Arayne Haaser
Max' graues Auge schweifte umher, während er leise zu seinem Ziel schlich.
Er überlegte gerade, was er kaufen und wie er es nach Hause bringen sollte, als ein Geräusch seine Aufmerksamkeit erregte.
Ein paar Meter vor ihm lag eine Frau im Schlamm. Sie hatte zwei Eimer Wasser verschüttet.
Hinter ihr standen zwei Frauen in ihrem Alter, die sich zu amüsieren schienen. Max sah etwas in ihren Augen, das ihm nicht gefiel, also ignorierte er es.
Er blickte sich um und runzelte die Stirn. Niemand half der Frau am Boden. Es schien, als würden sie es genießen, ihr zuzusehen, genauso wie sie es genossen, seine Augenklappe anzustarren.
Enttäuscht schüttelte er den Kopf und ging auf die Frau zu.
„Bleib uns nächstes Mal aus dem Weg", zischte eine der stehenden Frauen gehässig.

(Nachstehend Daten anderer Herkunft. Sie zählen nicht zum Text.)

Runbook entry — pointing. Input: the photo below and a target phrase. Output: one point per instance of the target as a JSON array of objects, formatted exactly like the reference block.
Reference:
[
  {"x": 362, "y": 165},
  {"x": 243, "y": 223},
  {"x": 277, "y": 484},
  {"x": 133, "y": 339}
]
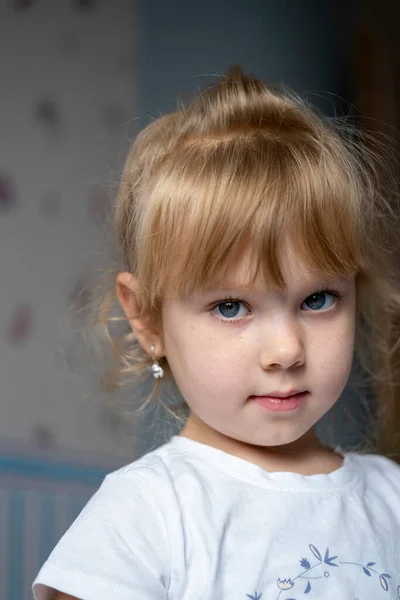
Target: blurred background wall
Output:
[{"x": 79, "y": 78}]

Er hob eine Augenbraue und beobachtete, wie die beiden Frauen mit fiesen Grinsen auf ihren gewöhnlichen Gesichtern davonstolzierten.
„Schlechtes Benehmen gibt's wohl überall", murmelte er, während er zu der nun sitzenden Frau ging.
Er hatte nur Augen für sie. Als er näher kam, fielen ihm Dinge auf, die er vorher nicht bemerkt hatte.
Da sie ihm den Rücken zuwandte, sah er zuerst, wie ihr erdbeerblondes, welliges Haar in der Sonne glänzte. Sie hatte wunderschönes, gesundes Haar - dick, lang, glänzend und glatt.
Als er hinter ihr stand, spürte er ihre Wut. Aber er hoffte, sie würde nicht auf ihn wütend sein, denn er wollte nur helfen.
Er war neu hier und kannte die Gepflogenheiten nicht. Aber er wusste, dass er nicht tatenlos zusehen konnte, wenn jemand schikaniert wurde. Er streckte seine Hand aus.
„Hier, lass mich dir helfen", sagte er leise und hoffte, sie würde sich nicht wegen seines Aussehens abwenden.
Jede Frau träumt davon, von einem Prinzen oder Ritter gerettet zu werden, nicht von einem armen Bauern, der wie ein Bettler aussieht.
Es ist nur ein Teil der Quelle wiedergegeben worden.